Her mouth twitched. “Yeah. You’ve had some practice with that.”

That hit harder than he liked. He shifted his stance, one hand tightening inside his pocket where she couldn’t see. She’s right. He could read a stranger’s tells in under a minute, but with her, he didn’t have to. He remembered every single one.

“Hale can’t protect you from this.”

Color crept into her throat. “I trust Richard, and he trusts me.”

He ignored the stab of jealousy at the familiarity with which she said his name. She cared about him. And that made Marshall nearly hate him already. “So now you’re trying to get proof.” His gaze flicked to her bag.

Her fingers curled around the strap, and she looked past him down the sidewalk. “Leave, Marshall.”

He stayed put. “Even Melissa told you to back off.”

Her head snapped back toward him. “You talked to Melissa?”

“Flint’s tip came from the SEC,” he said, tone calm, controlled. “Some people there talk when they’re worried. You called a friend. She did what she could.

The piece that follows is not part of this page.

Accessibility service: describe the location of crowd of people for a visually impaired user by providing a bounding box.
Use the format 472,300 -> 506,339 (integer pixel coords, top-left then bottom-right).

Now I’m doing what I can.”

“Controlling the variables,” she said softly, bitterness undercutting the words.

“Protecting the asset,” he corrected—and immediately regretted it. He could feel the words hang between them, heavy and ugly. “That’s not what I meant.”

Her eyes hardened. “No. You said exactly what you meant.”

He dragged a hand over his jaw. “You want me to say it differently? Fine. I don’t want you hurt. You specifically, No-No.”

The second the nickname slipped out, he wished he could snatch it from the air and stuff it back in. But it was too late for that. “There. Plain English,” he ground out between clenched teeth. “I’m trying to protect you from your own bravery.”

She studied him for a long beat, the kind of silence that had weight. “I’m not brave, Marshall. I’m thorough. If I walk away from something like this, I’m not me.”